The Night a Backgammon Program Shook the Foundations of Expert Systems

In 1979, a program called BKG 9.8 defeated the reigning world backgammon champion, Luigi Villa, 7-1 in a match played in Monte Carlo. It was the first time a computer had beaten a human world champion at any board game. Most people have never heard of it. That near-total obscurity is itself instructive — because what happened next, and why the win was almost immediately dismissed, tells you something profound about the long, stubborn road to where AI stands today.

BKG 9.8 was built by Hans Berliner at Carnegie Mellon University. It ran on a PDP-10, used heuristic evaluation functions hand-crafted by Berliner himself, and won largely because backgammon involves dice — and on that particular night, the program got exceptionally lucky rolls. Berliner said so himself, in print, immediately after the match. The expert systems community largely agreed: this was a statistical fluke, not a demonstration of genuine strategic mastery. Move along, nothing to see here.

But here is the thing. Eleven years later, a program called TD-Gammon arrived and made the dismissal look foolish in retrospect. Gerald Tesauro at IBM built it using temporal-difference reinforcement learning — the same family of ideas that would eventually power AlphaGo and modern RL pipelines. TD-Gammon trained almost entirely through self-play, generating its own experience, and reached a level of play that genuinely surprised the backgammon world. It didn’t just win; it discovered novel opening strategies that human grandmasters subsequently adopted.

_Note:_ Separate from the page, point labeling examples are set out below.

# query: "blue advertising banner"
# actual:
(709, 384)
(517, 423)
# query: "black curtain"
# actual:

A machine had found things in the game that centuries of human play had missed.

The arc between BKG 9.8 and TD-Gammon is a microcosm of AI’s entire trajectory. The first win was brittle, luck-dependent, and required enormous human expertise baked in by hand. The second win was robust, self-generated, and produced knowledge that transferred back to humans. That shift — from hand-engineered heuristics to learned representations — is arguably the most important conceptual move in the history of the field. It just took a decade and a half of quiet, unglamorous research for it to fully crystallize.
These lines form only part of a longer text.